A agência, em 31 de março, havia negado pedido de importação formulado pelo Ministério da Saúde, diante da falta de documentos básicos por parte da empresa.
“Embora se trate a situação de nítida hipótese de descumprimento da avença, o Ministério da Saúde vem concedendo oportunidades à empresa de sanar as irregularidades perante a Anvisa, elastecendo os prazos de entrega da vacina, mesmo sabendo que é incerta a entrega das doses contratadas e, por enquanto, não autorizada sua distribuição em larga escala”, afirmou a Procuradoria no DF.
SEM PREVISÃO
A finalidade prevista em contrato -distribuir doses contratadas em ampla escala, dentro do PNI (Programa Nacional de Imunizações)– não tem previsão para ser alcançada, conforme o MPF, “o que deveria reclamar do gestor público imediata ação corretiva”.
Outro ponto que justifica o aprofundamento das investigações, na esfera criminal, é o histórico de atuação da Global Gestão em Saúde. A empresa tem como sócio o mesmo dono da Precisa Medicamentos, Francisco Emerson Maximiano.

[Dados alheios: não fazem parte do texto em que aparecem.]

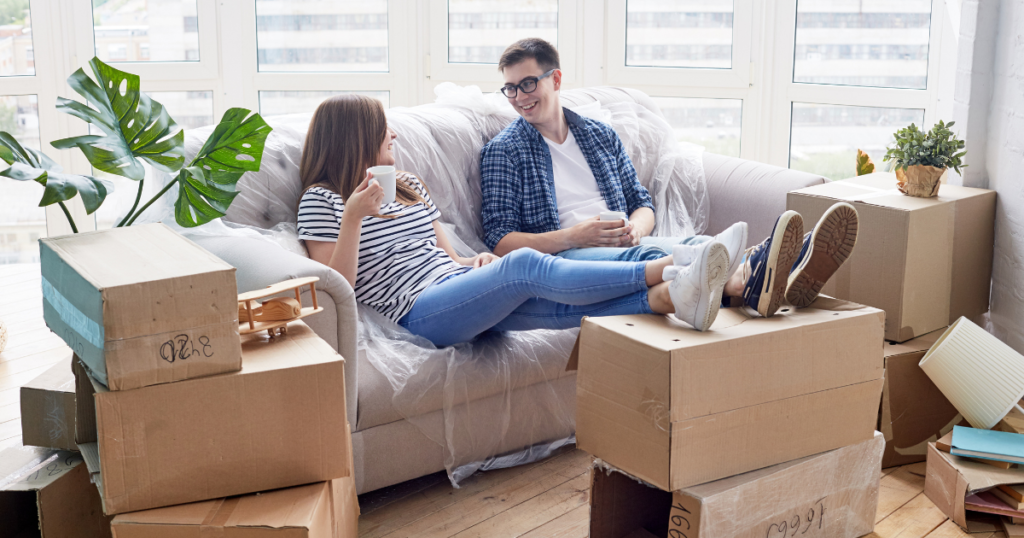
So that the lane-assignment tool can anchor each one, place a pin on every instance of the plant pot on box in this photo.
(921, 180)
(922, 159)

Em dezembro de 2018, o MPF moveu uma ação de improbidade administrativa contra o então ministro da Saúde, Ricardo Barros, e contra a Global por ter havido pagamentos antecipados de R$ 20 milhões à empresa por medicamentos não entregues.
“Houve prejuízos a centenas de pacientes dependentes de medicamentos de alto custo, e prejuízo de mais de R$ 20 milhões ao erário, ao que consta ainda não ressarcidos”, afirmou Loureiro no despacho. “O fato desencadeou uma ação de improbidade administrativa em face do então ministro da Saúde e vários outros servidores, estando em curso inquérito policial sobre os mesmos fatos.”

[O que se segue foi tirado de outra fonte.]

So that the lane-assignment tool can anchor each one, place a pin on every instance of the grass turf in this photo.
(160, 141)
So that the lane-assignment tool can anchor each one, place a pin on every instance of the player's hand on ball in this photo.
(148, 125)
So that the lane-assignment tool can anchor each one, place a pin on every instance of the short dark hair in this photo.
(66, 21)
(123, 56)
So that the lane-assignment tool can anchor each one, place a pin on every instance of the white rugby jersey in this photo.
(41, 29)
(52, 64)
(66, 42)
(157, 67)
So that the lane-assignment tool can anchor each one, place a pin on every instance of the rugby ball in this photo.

Maximiano foi convocado pela CPI da Covid. Seu depoimento está marcado para quarta-feira (23). Ele também teve os sigilos quebrados pela CPI.
A Precisa afirmou que “jamais promoveu qualquer tipo de pressão e não contou com vantagens durante esse processo”. Disse ainda que o contato com o servidor foi “de ordem técnica, para a confirmação de recebimento de documentação, seguindo o protocolo do ministério.”

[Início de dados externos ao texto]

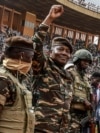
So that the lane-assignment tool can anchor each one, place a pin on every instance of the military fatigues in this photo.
(55, 91)
(82, 90)
(17, 115)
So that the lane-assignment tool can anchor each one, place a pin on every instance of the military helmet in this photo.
(82, 54)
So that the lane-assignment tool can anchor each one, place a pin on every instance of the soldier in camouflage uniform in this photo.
(80, 106)
(16, 114)
(52, 86)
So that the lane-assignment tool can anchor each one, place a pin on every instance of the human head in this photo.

O Ministério da Saúde afirmou, em nota, que respeita a autonomia da Anvisa e que não faz pressão para aprovação de vacinas.
O deputado e ex-ministro Ricardo Barros (PP-PR), líder do governo Bolsonaro na Câmara, disse em nota que houve “inexecução contratual” em relação à Global.
“Foram adotadas todas as providências pelo Ministério da Saúde para penalização da empresa e para o ressarcimento ao erário. Não houve favorecimento ou qualquer ato de improbidade”, afirmou.
Na noite de sexta (18), a reportagem questionou o centro de comunicação social do Exército sobre a citação ao tenente-coronel Marinho, mas não houve resposta.